About LDU

I have a program about numerical calculation, it looks like this:
// Initialization of Out1, Out2, …
for ( ; ; ) {
Out1 = f1(a, b, …, Out1, Out2, …);
Out2 = f2(a, b, …, Out1, Out2, …);

if (fout(Out1, Out2, …) == 0)
Here a, b, … are threads-independence (all threads access the same addresses), Out1, Out2, … are threads-dependence.
All the variables are double, and they are too many to be put to shared memories.
So my questions is:

  1. Should all the variables be put in global memories?
  2. Is there a good way to make the access of variable a, b, etc faster (for example, putting them to some caches)?
    From the manual, texture and surface memories didn’t work for it. Maybe LDU can work, but in the original codes, there are too many equations, did I need to manually re-write all the equations one by one?

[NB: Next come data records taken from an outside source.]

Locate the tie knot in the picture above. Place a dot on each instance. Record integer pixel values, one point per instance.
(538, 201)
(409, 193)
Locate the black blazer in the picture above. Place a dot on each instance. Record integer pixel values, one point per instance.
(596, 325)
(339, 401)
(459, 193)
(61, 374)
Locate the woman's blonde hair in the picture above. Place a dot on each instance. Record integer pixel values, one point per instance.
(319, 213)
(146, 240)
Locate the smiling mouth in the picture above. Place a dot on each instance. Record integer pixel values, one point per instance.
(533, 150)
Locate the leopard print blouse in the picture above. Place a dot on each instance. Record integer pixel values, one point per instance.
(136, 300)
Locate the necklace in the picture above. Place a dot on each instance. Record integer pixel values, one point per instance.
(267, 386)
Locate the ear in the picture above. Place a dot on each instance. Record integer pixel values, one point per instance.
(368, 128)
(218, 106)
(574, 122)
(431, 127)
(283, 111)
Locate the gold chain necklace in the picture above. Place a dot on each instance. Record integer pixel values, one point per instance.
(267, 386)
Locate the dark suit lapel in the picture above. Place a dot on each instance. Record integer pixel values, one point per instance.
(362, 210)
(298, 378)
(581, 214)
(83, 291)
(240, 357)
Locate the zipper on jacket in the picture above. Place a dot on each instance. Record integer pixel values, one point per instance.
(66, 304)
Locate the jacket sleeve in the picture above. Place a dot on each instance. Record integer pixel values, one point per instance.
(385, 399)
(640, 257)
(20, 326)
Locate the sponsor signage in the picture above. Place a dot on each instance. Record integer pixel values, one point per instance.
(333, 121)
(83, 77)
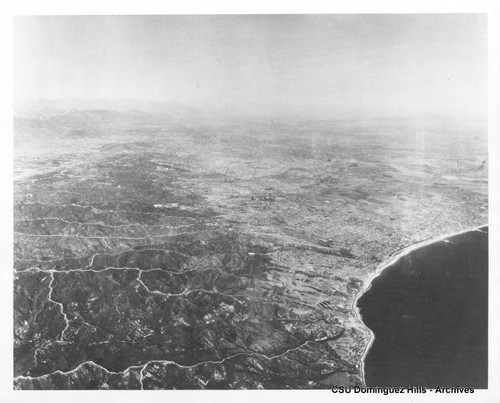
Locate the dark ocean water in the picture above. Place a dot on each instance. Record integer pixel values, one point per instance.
(429, 314)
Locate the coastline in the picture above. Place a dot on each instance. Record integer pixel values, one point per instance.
(393, 259)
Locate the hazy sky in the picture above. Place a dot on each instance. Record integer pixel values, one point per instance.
(334, 65)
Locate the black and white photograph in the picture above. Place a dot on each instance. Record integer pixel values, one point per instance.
(251, 201)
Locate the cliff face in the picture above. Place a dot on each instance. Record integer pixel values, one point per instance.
(225, 257)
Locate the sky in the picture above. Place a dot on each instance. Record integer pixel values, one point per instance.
(314, 65)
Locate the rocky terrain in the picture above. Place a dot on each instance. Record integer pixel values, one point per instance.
(153, 254)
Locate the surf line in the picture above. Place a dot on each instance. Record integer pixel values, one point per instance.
(393, 259)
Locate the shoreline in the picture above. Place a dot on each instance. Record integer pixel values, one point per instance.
(393, 259)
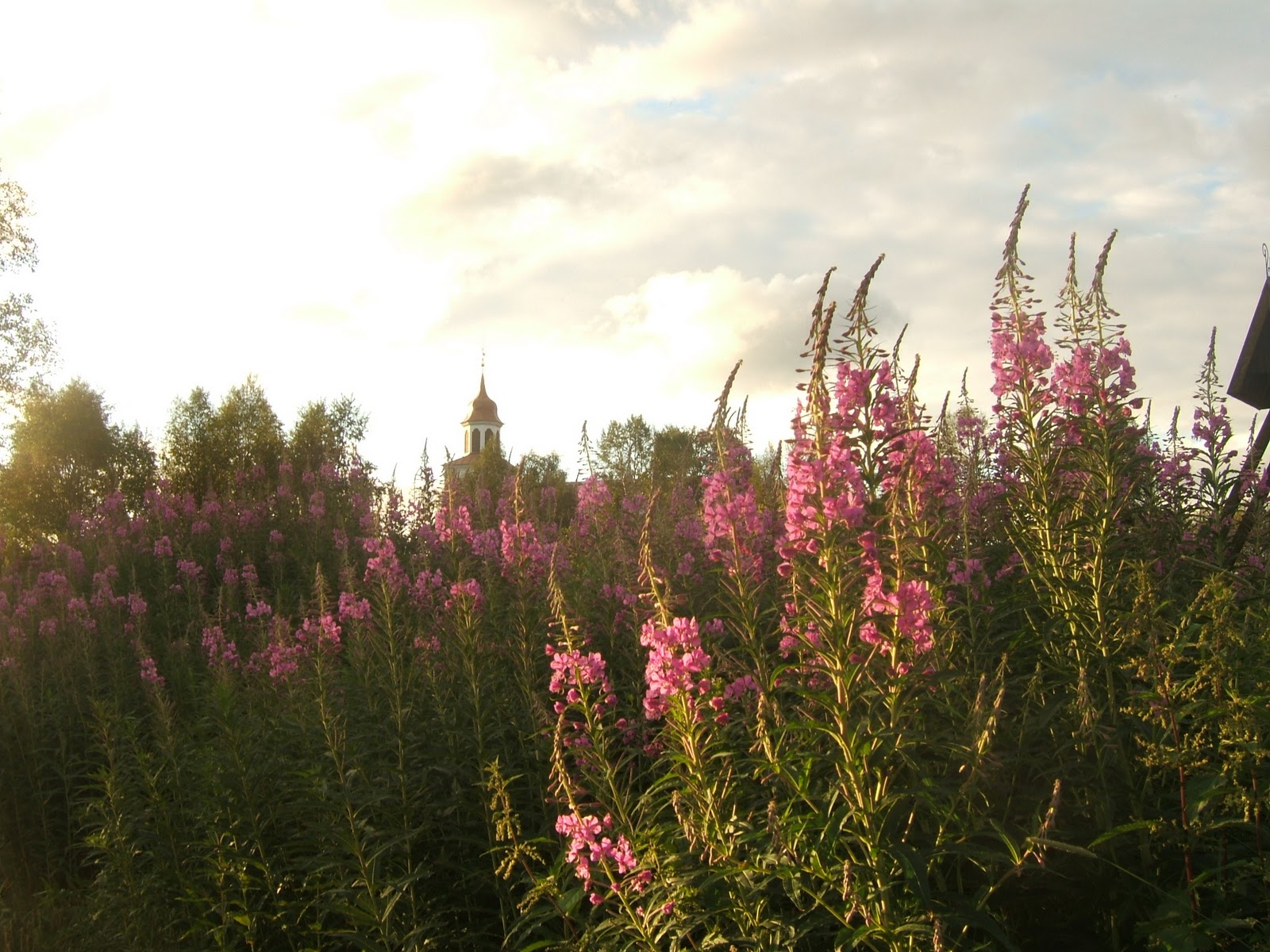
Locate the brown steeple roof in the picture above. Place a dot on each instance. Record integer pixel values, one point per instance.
(484, 410)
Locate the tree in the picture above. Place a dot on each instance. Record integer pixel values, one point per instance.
(625, 452)
(683, 456)
(206, 451)
(188, 456)
(67, 457)
(25, 343)
(327, 436)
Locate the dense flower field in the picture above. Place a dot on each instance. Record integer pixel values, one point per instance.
(956, 681)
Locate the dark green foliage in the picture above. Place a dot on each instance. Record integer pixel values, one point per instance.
(65, 456)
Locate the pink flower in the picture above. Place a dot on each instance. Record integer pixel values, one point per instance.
(351, 607)
(220, 653)
(675, 660)
(588, 847)
(150, 673)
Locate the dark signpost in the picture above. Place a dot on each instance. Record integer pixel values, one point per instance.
(1251, 385)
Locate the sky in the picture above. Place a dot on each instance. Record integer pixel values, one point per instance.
(615, 200)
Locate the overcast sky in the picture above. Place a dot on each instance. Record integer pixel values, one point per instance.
(615, 198)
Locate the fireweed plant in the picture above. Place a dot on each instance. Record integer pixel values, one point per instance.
(988, 679)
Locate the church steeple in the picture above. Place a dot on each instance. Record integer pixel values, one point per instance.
(482, 425)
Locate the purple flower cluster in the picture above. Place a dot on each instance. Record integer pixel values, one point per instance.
(675, 662)
(590, 847)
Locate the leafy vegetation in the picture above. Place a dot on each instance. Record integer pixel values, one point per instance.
(994, 679)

Or there is some automatic solution?


I dont fully understand what you are asking.
However I wouldn’t worry about speed of access to a and b very much as the reads will be coalesced.

LDU (load uniform) is a Fermi-specific instruction. It requires that

(a) The data accessed is strictly read-only thoughout the entire kernel
(b) All threads in a warp access the same location, for any access to the data

If the compiler can establish that these requirements are fulfilled, it will be able to generate LDU, thus allowing the data to be read via the constant cache. The compiler in general has a single threaded view of he world. It therefore needs to change condition (b) to “all threads in the thread block must access the same location”. This means that any index for accessing the data may not be based, directly or indirectly, on threadIdx. As for condition (a), simply marking the data const is not sufficient, because the data may be accessed through a different path on which it is writable. To allow the compiler to establish that (a) holds, pointer arguments to the kernel must therefore be non-aliased, which the programmer asserts by making the pointer restricted pointers. Your kernel must therefore look something like this:

__global__ void foo (T scalar_arg0, ..., 
                     T scalar_argN, 
                     const T * __restrict__ read_only_ptr0, ...,
                     const T * __restrict__ read_only_ptrN,
                     T * __restrict__ read_write_ptr0, ...,
                     T * __restrict__ read_write_ptrN);

In other words, all pointer arguments must use restricted pointers which requires that there is no aliasing between pointers, meaning that each pointer must point to a separate, non-overlapping, area of memory. All pointers to read-only data must indicate that by use of const. You may need to apply the same treatment to device functions called inside the kernel. Using const and restrict is good practice in general as it supplies the maximum amount of information to the compiler.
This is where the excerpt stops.